Document Type : Original Article (s)


1 Assistant Professor, Department of Pediatrics, School of Medicine, Kurdistan University of Medical Sciences, Sanandaj, Iran

2 Assistant Professor, Department of Social Medicine, School of Medicine AND Gastroenterology and Liver Research Center, Kurdistan University of Medical Sciences, Sanandaj, Iran

3 Resident, Department of Pediatrics, School of Medicine, Kurdistan University of Medical Sciences, Sanandaj, Iran


Background: Functional constipation in childhood is a common and frustrating problem and probiotics are increasingly used in the treatment of functional gastrointestinal disorders. This study investigated the effect of probiotics on the treatment of functional constipation in children of 4 to 12 years of age.Methods: This clinical trial was conducted on 4 to 12-year-old children with functional constipation, according to Rome III, who referred to the clinic of Besat Hospital in Sanandaj, Iran, in 2013. The exclusion criteria included receiving any kind of laxative during the previous 4 weeks, mental retardation, hypothyroidism, cystic fibrosis, and intestinal surgery.
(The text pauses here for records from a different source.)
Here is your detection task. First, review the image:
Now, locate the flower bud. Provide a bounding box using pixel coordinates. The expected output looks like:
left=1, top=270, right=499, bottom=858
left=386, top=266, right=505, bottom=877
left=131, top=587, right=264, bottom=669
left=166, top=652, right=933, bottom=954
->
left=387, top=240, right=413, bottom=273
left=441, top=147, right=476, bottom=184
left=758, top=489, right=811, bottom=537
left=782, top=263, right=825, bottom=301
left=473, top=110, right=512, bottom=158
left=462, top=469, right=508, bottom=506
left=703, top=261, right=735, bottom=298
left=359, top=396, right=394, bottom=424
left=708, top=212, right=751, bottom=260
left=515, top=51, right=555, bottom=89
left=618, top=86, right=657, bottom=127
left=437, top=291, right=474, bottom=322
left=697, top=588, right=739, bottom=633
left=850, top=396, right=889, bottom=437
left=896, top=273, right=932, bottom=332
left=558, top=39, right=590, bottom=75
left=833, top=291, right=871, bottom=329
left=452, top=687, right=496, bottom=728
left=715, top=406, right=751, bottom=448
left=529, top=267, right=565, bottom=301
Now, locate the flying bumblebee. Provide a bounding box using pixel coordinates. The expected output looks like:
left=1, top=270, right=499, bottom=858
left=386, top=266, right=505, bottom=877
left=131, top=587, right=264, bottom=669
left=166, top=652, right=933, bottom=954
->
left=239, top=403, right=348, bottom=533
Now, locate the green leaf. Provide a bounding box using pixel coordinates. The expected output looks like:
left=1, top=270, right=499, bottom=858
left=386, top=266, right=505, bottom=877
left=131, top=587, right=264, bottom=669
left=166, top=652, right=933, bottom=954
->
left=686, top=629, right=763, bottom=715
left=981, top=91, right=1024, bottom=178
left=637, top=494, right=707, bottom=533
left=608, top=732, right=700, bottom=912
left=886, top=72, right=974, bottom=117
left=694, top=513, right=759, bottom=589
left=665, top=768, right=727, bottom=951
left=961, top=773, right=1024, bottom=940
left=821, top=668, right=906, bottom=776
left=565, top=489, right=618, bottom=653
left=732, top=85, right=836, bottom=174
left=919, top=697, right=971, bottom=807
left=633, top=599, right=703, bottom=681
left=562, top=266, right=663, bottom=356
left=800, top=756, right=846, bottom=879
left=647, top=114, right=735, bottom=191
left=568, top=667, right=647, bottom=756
The sample consisted of 90 children who were randomly assigned to either the intervention or the control group. The control group received routine treatment of constipation (0.7-1.5 gr/kg Pidrolax powder daily) for 4 weeks and the intervention group received routine treatment of constipation in addition to probiotics. Patients were examined 2 and 4 weeks after the intervention. Initial assessment included the frequency of bowel movements per week, stool consistency, number of fecal incontinence per week, and abdominal pain and painful defecation. The secondary assessment consisted of successful treatment, and side effects such as diarrhea and vomiting.Findings: The results showed no statistically significant difference between the two groups before and 2 and 4 weeks after the intervention in terms of the frequency of painful and difficult defecation in (P > 0.05). Nevertheless, there was a statistically significant difference between the two groups in terms of abdominal pain in 2 and 4 weeks after the intervention (P < 0.05).Conclusion: The results show that probiotics have no side effects; thus, their addition to standard therapy can be useful in children with functional constipation.